Sasha Vasilyuk was born in the Soviet Crimea and spent her childhood between Ukraine and Russia before immigrating to San Francisco at the age of 13. She has a MA in Journalism from New York University, and her nonfiction has been published in The New York Times, Harper’s Bazaar, BBC, The Telegraph, Narrative, USA Today, Los Angeles Times, and elsewhere. She has won several awards, including the Solas Award for Best Travel Writing, NATJA award, and BAM/PFA Fellowship from UC Berkeley. She lives in San Francisco, California with her husband and children. 

A. R. Vishny was born and raised in Massachusetts but now calls New York City home. Her essays on Jewish representation in pop culture have appeared in Teen Vogue, the Washington Post, and Hey Alma. She earned a BA in English at the University of Massachusetts Amherst and a JD at the Benjamin N. Cardozo School of Law, where she was a Law and Literature fellow. When she’s not writing, she’s at the theater or else hunting for the perfect slice of cheesecake. 

Dr. Elizabeth “Barry” White recently retired from the United States Holocaust Memorial Museum, where she served as historian and as Research Director for the USHMM’s Center for the Prevention of Genocide. Prior to working for the USHMM, Barry spent a career at the US Department of Justice working on investigations and prosecutions of Nazi criminals and other human rights violators. She served as deputy director and chief historian of the Office of Special Investigations and as deputy chief and chief historian of the Human Rights and Special Prosecutions Section.  

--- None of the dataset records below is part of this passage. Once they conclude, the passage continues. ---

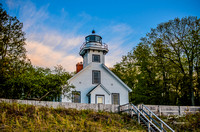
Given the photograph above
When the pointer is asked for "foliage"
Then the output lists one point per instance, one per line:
(165, 67)
(16, 117)
(18, 78)
(189, 122)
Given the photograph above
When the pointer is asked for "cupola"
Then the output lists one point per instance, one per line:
(93, 42)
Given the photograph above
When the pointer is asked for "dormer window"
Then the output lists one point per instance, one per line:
(95, 58)
(96, 77)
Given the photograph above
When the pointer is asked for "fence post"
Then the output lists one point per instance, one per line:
(138, 116)
(149, 129)
(159, 110)
(162, 127)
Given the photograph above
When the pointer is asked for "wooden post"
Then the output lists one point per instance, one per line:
(138, 116)
(162, 127)
(159, 110)
(179, 110)
(131, 111)
(149, 129)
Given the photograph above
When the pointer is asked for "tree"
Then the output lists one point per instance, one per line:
(13, 59)
(178, 41)
(167, 63)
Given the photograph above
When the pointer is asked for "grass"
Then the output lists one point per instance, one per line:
(190, 122)
(18, 117)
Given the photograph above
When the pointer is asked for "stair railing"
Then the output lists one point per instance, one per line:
(140, 116)
(150, 114)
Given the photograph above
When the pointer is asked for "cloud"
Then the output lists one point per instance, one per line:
(53, 40)
(46, 56)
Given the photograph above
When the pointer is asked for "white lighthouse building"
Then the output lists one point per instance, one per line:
(94, 82)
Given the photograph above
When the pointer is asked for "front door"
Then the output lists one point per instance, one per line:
(100, 99)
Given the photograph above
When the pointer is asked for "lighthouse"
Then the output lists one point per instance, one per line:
(94, 82)
(93, 50)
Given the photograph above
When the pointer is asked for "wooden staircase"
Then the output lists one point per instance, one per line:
(145, 117)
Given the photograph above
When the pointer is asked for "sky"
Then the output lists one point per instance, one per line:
(56, 29)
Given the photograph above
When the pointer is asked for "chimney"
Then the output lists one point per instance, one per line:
(79, 67)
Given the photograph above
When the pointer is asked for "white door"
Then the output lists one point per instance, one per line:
(100, 99)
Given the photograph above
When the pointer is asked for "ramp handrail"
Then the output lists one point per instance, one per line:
(162, 122)
(140, 116)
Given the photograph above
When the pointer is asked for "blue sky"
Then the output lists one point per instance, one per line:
(55, 29)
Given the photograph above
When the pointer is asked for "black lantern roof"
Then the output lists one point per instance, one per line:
(93, 38)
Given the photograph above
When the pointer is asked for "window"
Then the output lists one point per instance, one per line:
(89, 99)
(95, 58)
(76, 96)
(115, 98)
(96, 77)
(100, 99)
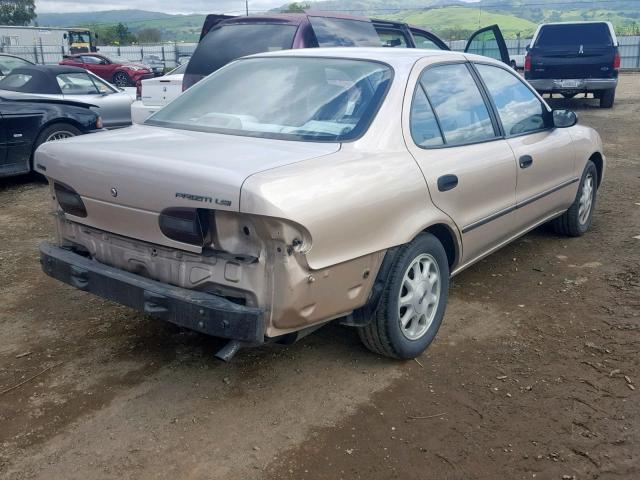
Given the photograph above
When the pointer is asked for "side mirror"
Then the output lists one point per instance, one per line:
(564, 118)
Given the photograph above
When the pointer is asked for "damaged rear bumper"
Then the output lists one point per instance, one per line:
(200, 311)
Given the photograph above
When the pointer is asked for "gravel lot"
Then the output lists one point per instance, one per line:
(535, 372)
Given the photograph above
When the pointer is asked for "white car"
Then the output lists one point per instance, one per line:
(65, 82)
(156, 93)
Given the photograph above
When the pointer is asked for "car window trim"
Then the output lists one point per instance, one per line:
(413, 99)
(495, 108)
(497, 128)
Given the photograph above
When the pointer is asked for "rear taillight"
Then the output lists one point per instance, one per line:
(69, 200)
(186, 225)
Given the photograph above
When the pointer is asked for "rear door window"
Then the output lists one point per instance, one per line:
(343, 32)
(423, 41)
(76, 84)
(459, 106)
(392, 37)
(14, 81)
(519, 109)
(574, 34)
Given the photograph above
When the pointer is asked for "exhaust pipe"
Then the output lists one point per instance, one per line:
(227, 352)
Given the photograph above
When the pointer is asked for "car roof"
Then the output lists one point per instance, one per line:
(392, 56)
(290, 18)
(43, 78)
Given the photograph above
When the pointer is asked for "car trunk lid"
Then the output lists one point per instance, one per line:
(127, 177)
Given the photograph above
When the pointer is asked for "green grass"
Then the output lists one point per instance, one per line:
(445, 20)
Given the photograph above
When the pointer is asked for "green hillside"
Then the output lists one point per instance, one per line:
(440, 16)
(456, 22)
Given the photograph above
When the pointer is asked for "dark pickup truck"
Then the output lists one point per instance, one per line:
(574, 57)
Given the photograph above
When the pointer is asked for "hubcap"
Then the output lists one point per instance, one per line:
(59, 135)
(419, 296)
(586, 199)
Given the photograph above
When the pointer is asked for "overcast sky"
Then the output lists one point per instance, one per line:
(168, 6)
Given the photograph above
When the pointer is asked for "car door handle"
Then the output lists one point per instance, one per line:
(525, 161)
(447, 182)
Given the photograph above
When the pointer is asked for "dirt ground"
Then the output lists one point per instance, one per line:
(535, 372)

Lior Zaltzman is an writer, cartoonist and the deputy managing editor of Kveller, where she writes about Jewish pop culture, lifestyle and current events, including stories the best Jewish romances to read if you miss “Bridgerton” or loved/hated “Nobody Wants This.” She recently helped launch Kveller’s Jewish TV Club, a bi-weekly newsletter full of exciting news about Israeli shows you might have missed and reflections about the bar mitzvah and “Fiddler on the Roof” episodes of your nostalgic favorites. She lives in New Jersey with her husband and two magical children.